The following pipelines are included by default:
* **Deduplication:** Filters out duplicate items based on a configurable key.
* **Console Writer:** A simple pipeline for printing items to the console.
Exporter pipelines are available via feature flags:
* **JSON / JSON Lines:** Saves items to `.json` or `.jsonl` files (`pipeline-json`).
* **CSV:** Saves items to `.csv` files (`pipeline-csv`).
* **SQLite:** Saves items to a SQLite database (`pipeline-sqlite`).
#### `ConsoleWriterPipeline`
A simple pipeline that prints each scraped item to the console. Useful for debugging.
```rust,no_run
use spider_lib::prelude::*;
use spider_lib::pipelines::console_writer::ConsoleWriterPipeline;
// ... inside your main async function
let console_pipeline = ConsoleWriterPipeline::new();
```
#### `DeduplicationPipeline`
This pipeline filters out duplicate items based on a configurable set of fields.
```rust,no_run
use spider_lib::prelude::*;
use spider_lib::pipelines::deduplication::DeduplicationPipeline;
// ... inside your main async function
let deduplication_pipeline = DeduplicationPipeline::new(&["url", "title"]);
```
#### `JsonWriterPipeline` & `JsonlWriterPipeline`
These pipelines save scraped items to a file. They are enabled with the `pipeline-json` feature.
* `JsonWriterPipeline`: Collects all items and writes them to a single, pretty-printed JSON array at the end of the crawl.
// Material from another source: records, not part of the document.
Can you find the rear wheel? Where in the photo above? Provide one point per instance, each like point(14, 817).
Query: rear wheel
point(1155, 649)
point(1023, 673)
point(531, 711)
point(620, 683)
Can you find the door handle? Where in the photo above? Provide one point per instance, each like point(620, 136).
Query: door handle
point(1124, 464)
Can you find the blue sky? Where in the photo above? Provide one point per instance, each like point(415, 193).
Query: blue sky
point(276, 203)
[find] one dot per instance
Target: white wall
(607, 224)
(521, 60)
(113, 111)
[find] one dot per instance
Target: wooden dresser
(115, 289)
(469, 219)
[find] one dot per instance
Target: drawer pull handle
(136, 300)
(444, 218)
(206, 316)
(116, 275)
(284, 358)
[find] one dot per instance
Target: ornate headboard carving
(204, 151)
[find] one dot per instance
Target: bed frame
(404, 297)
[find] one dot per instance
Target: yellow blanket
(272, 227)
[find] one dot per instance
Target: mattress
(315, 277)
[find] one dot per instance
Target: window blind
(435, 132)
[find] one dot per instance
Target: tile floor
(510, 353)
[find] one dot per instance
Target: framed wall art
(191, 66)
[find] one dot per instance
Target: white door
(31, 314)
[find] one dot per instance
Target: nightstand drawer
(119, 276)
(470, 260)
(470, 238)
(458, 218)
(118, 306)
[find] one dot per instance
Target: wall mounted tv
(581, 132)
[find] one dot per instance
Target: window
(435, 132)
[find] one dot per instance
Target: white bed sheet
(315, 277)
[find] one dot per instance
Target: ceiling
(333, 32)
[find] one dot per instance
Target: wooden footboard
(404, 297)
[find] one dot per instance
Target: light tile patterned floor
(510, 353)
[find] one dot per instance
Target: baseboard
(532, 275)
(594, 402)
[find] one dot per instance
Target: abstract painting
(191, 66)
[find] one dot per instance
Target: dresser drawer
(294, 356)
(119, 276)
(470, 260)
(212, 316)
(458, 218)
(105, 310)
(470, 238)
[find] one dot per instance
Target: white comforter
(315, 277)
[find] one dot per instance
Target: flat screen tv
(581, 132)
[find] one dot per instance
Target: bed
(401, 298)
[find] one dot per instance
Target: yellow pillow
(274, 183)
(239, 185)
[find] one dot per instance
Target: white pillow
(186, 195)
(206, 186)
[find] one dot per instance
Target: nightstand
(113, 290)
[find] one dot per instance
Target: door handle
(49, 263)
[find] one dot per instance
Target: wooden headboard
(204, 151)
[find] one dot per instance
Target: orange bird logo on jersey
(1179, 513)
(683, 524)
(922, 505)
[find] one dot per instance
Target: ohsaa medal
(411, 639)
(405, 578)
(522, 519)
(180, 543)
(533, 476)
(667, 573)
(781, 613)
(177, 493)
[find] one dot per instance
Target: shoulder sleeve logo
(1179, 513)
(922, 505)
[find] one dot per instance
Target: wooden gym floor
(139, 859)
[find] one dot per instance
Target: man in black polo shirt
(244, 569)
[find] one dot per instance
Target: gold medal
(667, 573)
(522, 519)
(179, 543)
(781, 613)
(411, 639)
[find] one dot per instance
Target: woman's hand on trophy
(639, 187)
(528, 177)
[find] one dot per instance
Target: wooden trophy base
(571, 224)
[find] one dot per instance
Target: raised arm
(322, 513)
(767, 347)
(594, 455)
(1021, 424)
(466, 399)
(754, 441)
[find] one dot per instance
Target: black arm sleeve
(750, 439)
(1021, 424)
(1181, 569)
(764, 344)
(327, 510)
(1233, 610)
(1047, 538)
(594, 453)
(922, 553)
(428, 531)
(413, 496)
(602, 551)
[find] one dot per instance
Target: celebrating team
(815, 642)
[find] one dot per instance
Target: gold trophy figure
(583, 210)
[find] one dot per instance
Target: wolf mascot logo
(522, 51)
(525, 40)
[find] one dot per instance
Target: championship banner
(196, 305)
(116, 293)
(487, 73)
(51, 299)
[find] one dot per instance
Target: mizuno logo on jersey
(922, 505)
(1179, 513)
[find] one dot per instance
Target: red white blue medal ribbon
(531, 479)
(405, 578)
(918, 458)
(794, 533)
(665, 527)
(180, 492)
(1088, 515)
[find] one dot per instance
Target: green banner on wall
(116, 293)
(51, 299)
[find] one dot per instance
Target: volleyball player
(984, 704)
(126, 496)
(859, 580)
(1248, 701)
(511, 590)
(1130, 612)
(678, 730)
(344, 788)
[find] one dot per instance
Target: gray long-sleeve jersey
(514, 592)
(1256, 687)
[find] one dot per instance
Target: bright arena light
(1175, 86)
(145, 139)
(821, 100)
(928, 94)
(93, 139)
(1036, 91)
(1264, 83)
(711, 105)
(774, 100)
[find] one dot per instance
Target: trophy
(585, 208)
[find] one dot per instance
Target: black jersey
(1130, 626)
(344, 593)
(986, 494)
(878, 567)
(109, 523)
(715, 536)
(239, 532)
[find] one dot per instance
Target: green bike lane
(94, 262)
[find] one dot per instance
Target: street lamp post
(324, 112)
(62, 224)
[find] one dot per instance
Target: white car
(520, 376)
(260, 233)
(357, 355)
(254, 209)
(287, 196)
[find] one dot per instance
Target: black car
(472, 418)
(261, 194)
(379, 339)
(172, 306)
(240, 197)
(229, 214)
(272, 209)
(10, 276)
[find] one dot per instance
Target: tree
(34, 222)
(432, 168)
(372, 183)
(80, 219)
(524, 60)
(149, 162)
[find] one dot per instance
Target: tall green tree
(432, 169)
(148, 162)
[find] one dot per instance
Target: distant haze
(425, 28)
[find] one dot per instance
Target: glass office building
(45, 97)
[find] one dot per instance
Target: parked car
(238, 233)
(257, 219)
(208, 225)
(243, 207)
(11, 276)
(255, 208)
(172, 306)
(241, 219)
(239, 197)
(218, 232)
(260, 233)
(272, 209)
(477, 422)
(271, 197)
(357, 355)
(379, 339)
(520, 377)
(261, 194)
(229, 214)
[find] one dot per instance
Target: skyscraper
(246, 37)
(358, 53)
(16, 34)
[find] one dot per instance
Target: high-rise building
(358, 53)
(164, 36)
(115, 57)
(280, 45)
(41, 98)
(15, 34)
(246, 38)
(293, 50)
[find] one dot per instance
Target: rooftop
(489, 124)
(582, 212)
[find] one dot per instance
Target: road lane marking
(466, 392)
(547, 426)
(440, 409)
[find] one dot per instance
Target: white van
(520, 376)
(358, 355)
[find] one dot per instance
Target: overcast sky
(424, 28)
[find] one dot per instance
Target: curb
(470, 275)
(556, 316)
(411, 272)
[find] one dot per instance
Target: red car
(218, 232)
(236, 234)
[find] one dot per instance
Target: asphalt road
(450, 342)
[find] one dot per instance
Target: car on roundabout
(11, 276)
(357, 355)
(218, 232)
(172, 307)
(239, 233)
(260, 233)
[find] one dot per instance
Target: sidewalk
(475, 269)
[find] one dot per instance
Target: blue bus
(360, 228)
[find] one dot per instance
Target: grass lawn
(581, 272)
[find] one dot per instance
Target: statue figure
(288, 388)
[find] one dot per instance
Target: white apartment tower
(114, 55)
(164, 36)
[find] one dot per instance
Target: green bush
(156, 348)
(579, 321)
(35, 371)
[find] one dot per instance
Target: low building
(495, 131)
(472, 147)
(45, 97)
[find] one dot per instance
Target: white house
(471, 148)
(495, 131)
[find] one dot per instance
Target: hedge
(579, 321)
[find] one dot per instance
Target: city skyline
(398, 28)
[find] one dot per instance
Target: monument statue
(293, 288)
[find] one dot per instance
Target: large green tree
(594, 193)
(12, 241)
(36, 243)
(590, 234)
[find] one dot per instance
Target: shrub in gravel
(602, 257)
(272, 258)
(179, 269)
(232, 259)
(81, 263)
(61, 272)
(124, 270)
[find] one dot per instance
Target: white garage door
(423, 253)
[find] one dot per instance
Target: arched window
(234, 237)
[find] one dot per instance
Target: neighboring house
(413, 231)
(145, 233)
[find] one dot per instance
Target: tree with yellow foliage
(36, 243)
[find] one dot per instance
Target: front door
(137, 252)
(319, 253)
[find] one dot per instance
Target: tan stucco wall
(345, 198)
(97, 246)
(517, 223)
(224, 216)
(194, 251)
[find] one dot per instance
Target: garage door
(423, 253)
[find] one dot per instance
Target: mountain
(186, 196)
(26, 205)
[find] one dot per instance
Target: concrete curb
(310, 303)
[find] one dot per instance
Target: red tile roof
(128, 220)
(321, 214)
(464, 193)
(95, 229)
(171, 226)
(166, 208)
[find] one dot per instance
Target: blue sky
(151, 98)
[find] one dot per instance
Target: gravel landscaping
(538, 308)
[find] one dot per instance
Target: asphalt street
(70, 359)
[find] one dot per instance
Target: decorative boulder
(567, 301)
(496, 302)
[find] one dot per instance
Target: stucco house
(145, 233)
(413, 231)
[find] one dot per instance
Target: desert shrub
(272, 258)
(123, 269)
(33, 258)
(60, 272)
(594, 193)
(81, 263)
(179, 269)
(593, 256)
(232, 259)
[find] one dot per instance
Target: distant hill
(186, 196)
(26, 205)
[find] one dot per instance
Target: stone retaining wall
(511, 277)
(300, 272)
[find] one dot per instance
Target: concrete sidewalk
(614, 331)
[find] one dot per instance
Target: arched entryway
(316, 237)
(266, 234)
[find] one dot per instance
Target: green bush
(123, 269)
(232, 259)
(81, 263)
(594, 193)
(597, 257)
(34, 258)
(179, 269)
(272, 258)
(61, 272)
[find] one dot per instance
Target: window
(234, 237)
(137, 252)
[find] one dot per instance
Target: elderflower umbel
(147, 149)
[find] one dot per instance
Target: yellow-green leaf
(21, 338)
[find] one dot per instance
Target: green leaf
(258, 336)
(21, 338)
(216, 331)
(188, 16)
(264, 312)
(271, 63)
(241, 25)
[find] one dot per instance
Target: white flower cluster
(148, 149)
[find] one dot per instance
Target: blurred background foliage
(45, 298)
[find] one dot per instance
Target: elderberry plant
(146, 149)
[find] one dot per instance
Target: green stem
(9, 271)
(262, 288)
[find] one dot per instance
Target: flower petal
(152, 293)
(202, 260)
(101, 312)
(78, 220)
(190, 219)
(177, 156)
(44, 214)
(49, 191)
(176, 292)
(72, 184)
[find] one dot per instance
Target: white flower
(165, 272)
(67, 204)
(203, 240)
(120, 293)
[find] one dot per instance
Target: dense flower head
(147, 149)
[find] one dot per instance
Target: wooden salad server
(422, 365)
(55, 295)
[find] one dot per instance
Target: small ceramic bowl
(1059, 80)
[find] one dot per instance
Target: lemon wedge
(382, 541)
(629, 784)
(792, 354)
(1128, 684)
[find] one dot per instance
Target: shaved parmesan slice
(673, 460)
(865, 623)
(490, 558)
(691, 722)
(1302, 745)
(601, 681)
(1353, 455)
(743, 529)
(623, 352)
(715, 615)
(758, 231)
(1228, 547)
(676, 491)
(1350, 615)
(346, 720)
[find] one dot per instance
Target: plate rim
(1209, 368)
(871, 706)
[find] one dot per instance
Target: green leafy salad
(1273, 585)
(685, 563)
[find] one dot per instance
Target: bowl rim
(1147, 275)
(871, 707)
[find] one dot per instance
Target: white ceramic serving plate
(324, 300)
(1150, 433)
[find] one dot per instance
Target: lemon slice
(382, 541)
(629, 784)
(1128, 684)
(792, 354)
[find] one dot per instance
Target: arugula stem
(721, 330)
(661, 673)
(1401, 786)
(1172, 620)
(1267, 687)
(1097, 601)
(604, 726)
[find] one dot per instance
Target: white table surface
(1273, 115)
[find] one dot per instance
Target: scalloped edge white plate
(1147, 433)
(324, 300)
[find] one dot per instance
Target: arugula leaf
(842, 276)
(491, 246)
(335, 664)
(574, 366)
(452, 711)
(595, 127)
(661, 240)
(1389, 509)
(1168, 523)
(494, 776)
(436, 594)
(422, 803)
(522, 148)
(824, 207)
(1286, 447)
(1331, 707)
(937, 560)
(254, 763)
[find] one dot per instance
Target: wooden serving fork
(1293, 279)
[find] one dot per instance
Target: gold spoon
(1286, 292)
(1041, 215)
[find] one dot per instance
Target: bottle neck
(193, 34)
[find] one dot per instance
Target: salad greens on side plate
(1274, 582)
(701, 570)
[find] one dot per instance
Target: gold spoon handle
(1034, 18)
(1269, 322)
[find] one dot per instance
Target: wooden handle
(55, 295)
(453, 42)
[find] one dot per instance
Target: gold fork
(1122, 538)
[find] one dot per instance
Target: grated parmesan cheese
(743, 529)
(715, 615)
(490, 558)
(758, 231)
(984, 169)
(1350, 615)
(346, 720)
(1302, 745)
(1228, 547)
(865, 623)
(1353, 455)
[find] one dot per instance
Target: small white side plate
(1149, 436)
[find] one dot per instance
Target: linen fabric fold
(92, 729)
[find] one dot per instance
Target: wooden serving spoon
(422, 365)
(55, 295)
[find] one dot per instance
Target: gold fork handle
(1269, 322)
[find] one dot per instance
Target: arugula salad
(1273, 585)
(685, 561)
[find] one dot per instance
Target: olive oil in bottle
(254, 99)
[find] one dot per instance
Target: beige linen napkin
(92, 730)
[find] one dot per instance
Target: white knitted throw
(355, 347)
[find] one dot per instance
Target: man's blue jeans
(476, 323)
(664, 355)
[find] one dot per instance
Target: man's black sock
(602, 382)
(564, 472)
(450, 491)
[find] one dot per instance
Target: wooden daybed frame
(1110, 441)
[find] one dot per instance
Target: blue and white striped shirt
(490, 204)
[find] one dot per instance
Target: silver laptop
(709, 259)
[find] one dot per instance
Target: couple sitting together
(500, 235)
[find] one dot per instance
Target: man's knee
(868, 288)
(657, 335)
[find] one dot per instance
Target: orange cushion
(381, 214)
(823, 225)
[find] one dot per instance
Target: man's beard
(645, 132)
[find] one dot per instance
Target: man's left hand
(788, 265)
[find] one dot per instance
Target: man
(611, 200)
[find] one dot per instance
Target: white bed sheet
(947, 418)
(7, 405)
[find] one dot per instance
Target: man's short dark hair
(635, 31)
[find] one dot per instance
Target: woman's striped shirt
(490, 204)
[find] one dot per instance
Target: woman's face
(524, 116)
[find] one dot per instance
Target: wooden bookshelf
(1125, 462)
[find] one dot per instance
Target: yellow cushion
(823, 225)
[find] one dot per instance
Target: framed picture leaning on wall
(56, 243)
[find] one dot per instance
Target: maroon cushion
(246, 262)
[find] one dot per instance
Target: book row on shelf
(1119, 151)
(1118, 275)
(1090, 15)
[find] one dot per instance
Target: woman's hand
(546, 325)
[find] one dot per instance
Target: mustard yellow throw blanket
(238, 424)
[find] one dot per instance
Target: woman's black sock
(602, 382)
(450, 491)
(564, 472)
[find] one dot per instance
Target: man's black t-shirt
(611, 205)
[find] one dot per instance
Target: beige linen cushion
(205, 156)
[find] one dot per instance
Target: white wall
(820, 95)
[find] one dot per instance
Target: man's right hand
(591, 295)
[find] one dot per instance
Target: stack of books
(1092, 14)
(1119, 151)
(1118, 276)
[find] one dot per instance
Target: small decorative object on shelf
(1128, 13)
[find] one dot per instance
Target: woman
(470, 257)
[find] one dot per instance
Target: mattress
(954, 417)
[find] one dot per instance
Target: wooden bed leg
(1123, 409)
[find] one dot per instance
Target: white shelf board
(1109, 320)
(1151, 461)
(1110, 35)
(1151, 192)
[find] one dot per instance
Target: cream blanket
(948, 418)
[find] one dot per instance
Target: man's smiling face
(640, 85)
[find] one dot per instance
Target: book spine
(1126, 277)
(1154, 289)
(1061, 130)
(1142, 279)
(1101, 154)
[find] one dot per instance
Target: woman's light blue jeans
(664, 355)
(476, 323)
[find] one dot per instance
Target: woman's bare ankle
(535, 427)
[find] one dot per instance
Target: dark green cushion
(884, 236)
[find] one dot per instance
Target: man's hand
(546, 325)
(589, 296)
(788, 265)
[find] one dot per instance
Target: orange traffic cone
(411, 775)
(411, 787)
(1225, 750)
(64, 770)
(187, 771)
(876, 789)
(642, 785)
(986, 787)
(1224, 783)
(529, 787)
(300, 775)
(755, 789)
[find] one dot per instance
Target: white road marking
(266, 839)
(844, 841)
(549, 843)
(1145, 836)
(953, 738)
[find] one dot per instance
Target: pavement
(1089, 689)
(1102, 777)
* `JsonlWriterPipeline`: Writes each item as a separate JSON object on a new line, which is efficient for streaming large amounts of data.
```rust,no_run
use spider_lib::prelude::*;
// Make sure to enable the `pipeline-json` feature in Cargo.toml
use spider_lib::pipelines::json_writer::JsonWriterPipeline;
use spider_lib::pipelines::jsonl_writer::JsonlWriterPipeline;
// ... inside your main async function
let json_pipeline = JsonWriterPipeline::new("output/items.json")?;
let jsonl_pipeline = JsonlWriterPipeline::new("output/items.jsonl")?;
let crawler = CrawlerBuilder::new(YourSpider) // Assumes `YourSpider` is a defined Spider
.add_pipeline(json_pipeline)
.add_pipeline(jsonl_pipeline)
// ... configure other middlewares
.build()
.await?;
```
#### `CsvExporterPipeline`
This pipeline saves items to a CSV file, enabled with the `pipeline-csv` feature. The CSV headers are automatically inferred from the fields of the first item scraped.
```rust,no_run
use spider_lib::prelude::*;
// Make sure to enable the `pipeline-csv` feature in Cargo.toml
use spider_lib::pipelines::csv_exporter::CsvExporterPipeline;
// ... inside your main async function
let csv_pipeline = CsvExporterPipeline::new("output/items.csv")?;
let crawler = CrawlerBuilder::new(YourSpider) // Assumes `YourSpider` is a defined Spider
.add_pipeline(csv_pipeline)
// ... configure other middlewares
.build()
.await?;
```
#### `SqliteWriterPipeline`
This pipeline saves items to a SQLite database, enabled with the `pipeline-sqlite` feature. The table schema is automatically inferred from the fields of the first item scraped.
```rust,no_run
use spider_lib::prelude::*;
// Make sure to enable the `pipeline-sqlite` feature in Cargo.toml
use spider_lib::pipelines::sqlite_writer::SqliteWriterPipeline;
// ... inside your main async function
let sqlite_pipeline = SqliteWriterPipeline::new("output/items.db", "scraped_data")?;
let crawler = CrawlerBuilder::new(YourSpider) // Assumes `YourSpider` is a defined Spider
.add_pipeline(sqlite_pipeline)
// ... configure other middlewares
.build()
.await?;
```
### Crawler Settings
You can configure the core behavior of the crawler, such as concurrency and checkpointing.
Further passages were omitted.